Like many families, Melanie and her husband, Nick Emery, turned to their neighborhood public school when it came time to enroll their oldest daughter in kindergarten.

But Melanie says it just didn't feel right.

“I just knew in my heart that this was not a fit for our daughter,” she recalls.

Nevada public schools are among the lowest-performing in the nation, and many underperforming schools are located in rural communities.

Melanie recalls there were nearly 40 kids in each class at the local campus.

She says teachers didn’t seem properly trained, classwork wasn’t challenging and she didn’t feel a sense of school community.

"I was just so worried about her," she says.

Nevaeh Emery briefly attended a local public school in Carson City before her parents decided it wasn't the best fit for her needs. She now attends a private Christian school using a tax credit scholarship. (Gabriel Salcedo/KQED)

The family’s request to transfer to another school was denied, and the next school district was about 50 miles away.

“We felt trapped,” Nick Emery says. “That can’t be our reality. That can’t be their reality.”

In desperation, they turned to what’s called a tax credit scholarship -- a school choice option offered in 16 other states, including Florida and Arizona.

To be clear, these special scholarships are not school vouchers, which often get mired in legal challenges because they’re funded through taxpayer money.

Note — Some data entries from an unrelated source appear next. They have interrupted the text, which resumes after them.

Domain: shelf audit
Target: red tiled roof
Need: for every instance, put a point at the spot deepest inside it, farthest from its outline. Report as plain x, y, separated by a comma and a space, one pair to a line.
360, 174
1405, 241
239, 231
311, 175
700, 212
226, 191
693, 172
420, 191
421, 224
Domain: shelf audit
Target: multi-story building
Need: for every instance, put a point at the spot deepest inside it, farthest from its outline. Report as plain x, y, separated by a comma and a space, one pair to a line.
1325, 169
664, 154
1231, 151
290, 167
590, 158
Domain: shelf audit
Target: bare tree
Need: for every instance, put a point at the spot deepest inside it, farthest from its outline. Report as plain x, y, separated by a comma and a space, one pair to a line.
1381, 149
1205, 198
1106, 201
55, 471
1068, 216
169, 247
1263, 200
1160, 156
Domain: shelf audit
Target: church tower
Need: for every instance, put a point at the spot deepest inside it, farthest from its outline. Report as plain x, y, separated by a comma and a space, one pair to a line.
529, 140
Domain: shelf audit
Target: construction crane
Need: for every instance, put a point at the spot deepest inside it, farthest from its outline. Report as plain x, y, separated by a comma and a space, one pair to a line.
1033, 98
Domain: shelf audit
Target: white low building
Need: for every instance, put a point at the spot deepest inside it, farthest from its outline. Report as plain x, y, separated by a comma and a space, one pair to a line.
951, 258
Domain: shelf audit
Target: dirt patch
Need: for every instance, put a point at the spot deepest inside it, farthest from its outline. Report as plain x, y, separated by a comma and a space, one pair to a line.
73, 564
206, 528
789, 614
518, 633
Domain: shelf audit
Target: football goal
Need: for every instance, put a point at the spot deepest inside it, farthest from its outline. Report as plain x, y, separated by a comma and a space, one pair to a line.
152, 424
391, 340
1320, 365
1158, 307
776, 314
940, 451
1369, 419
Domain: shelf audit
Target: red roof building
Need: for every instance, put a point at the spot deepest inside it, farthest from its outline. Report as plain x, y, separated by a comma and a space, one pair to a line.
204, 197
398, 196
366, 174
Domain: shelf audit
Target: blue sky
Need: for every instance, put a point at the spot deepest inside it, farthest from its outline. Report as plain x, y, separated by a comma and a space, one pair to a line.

Tax credit scholarships are made up of private donations.

Individuals and businesses donate to nonprofits that specialize in these grants and, in return, get sizable tax breaks. Families looking for public school alternatives apply for these scholarships and, if selected, can use them at certain private schools.

Nevada adopted this school choice option about two years ago, following a public outcry for more options.

But these tax credit scholarships are controversial.

Nevaeh Emery, 8, plays the piano in the family room of her Carson City home. She is one of three adopted children in the Emery household. (Gabriel Salcedo/KQED)

California is one of 37 states that have a statute written into their constitutions that prohibits the use of public dollars going to religious causes -- for example, parochial school tuition.

Critics in the Golden State also say these scholarships are a workaround to school vouchers, but that they have the same effect: Take students and money away from local public schools.

They say these grants don’t necessarily get to the kids who need them the most, because often there's no income threshold, so low-income families sometimes compete with middle-class families.

Also, private tax credit scholarships don’t always cover the full cost of tuition, leaving families in a precarious position from year to year.

For the Emery family, tuition at the private Christian school Nevaeh and Grace now attend costs roughly $10,000 combined, which is fully covered by the tax credit scholarships they received this year.

Melanie Emery hugs her two adopted daughters Grace, 6 (left) and Nevaeh, 8 (right). Roughly $10,000 in private school tuition is now covered for both daughters under a school choice option offered by Nevada. (Gabriel Salcedo/KQED)

Melanie and Nick say they could not afford that on his meager salary as a pastor, which is why they’re thankful Nevada and other states do give families the option and resources to make this choice.

"There are people across the nation who also believe in equipping families to make the best choice, and it’s a movement," Nick says. "People are rising up and saying, 'We want to do what’s best in every community, every neighborhood, and for every person.' "

They say their daughters' new school has helped the girls overcome social and emotional problems stemming from early experiences with their birth parents.

“It feels more like a family,” Melanie says. “As far as testing goes, it does test head-and-shoulders above the other schools.”

“Yet it’s still teaching to the same standards that are required of the public schools,” Nick adds. “The teachers have found a way to make it work, and to make it work well.”

At this point, it’s unclear how the Trump administration could force a tax credit system on every state.

If that happens, most educators in California say they’ll fight back.